CEO’nun yeni denge formülü
SON 1 YILDA ÇALIŞMA ŞEKLİMİZDEN HAYATA BAKIŞIMIZA BİRÇOK ŞEY DEĞİŞTİ. BU DEĞİŞİM ELBETTE CEO’LARI DA ETKİLEDİ. AĞIRLIKLI HİBRİT ÇALIŞMA MODELİNE GEÇEN BİRÇOK CEO, İŞ VE ÖZEL YAŞAMDA DA KENDİSİNE YENİ BİR DENGE KURDU. CEOLIFE’IN GELENEKSEL CEOPROFİL ANKETİNE GÖRE ÜST DÜZEY YÖNETİCİLER YENİ DÖNEMDE DENGEDE KENDİSİNİ BAŞARILI BULUYOR. İŞ YOĞUNLUKLARI ARTSA DA EVDE AİLELERİNE VE KENDİLERİNE DAHA ÇOK ZAMAN AYIRMAKTAN MEMNUN OLAN CEO’LAR, BELLİ KONULARDA DUYARLILIKLARININ ARTTIĞINI İFADE EDİYOR. EN ÖNEMLİSİ ÖNÜMÜZDEKİ SÜREÇTE DE YAKALADIKLARI YENİ DENGEYİ KORUMAKTA KARARLI OLDUKLARINI BELİRTİYORLAR.
Hiç kuşkusuz iş ve yaşam arasında denge kurmak her zaman önemliydi. Ancak pandemiyle birlikte özellikle iş dünyasının odağına bu konu daha fazla oturmuş durumda. Sonuçta iş ve özel hayat dengesini kurmak daha da zorlaştı. Eskiden ofislerde sürdürülen iş yaşamı evlere taşındı.

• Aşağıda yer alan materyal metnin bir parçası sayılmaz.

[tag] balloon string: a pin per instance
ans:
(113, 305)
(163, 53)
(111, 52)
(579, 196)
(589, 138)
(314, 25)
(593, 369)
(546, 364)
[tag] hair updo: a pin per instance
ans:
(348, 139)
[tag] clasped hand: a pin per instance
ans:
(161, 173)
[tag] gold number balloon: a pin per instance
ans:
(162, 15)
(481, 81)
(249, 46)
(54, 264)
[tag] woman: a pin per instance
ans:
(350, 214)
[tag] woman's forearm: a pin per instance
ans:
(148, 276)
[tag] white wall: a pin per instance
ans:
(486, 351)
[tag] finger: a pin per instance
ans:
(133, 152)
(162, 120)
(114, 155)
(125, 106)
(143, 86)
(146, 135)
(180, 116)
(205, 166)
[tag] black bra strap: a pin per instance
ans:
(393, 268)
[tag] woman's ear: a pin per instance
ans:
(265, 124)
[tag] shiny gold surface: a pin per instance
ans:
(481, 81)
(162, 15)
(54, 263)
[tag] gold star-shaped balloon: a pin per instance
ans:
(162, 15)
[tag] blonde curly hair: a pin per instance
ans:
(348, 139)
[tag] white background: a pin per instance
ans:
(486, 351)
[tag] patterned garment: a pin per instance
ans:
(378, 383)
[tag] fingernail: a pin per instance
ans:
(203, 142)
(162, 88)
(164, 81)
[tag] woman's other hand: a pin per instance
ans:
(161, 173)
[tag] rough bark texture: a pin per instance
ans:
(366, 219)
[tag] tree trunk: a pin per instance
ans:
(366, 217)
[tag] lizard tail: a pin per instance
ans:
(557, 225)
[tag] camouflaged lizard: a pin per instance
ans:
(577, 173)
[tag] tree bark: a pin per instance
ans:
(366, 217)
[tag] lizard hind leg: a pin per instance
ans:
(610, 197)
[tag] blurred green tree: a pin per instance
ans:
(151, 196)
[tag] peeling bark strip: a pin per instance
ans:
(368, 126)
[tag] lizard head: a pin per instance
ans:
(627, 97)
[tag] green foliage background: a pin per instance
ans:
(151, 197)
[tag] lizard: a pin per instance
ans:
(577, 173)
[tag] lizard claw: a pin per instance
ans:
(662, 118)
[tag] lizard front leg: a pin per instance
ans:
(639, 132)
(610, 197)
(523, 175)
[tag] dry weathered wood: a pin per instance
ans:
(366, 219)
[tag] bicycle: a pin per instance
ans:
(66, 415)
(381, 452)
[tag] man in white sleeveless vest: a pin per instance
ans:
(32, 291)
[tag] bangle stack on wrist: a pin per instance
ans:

Peki yeni dönemde CEO’lar, iş-yaşam dengesinde başarılı olduğunu düşünüyor mu? CEOLife’ın 198 CEO’nun katılımıyla gerçekleştirdiği geleneksel CEOProfil anketine göre kendini bu konuda başarılı bulan CEO’ların oranı yüzde 71,8. Hatta “Olması gerekenin ne olduğunu şimdi anlamaya başladık” diyenlerin oranı da yüzde 50’leri geçiyor.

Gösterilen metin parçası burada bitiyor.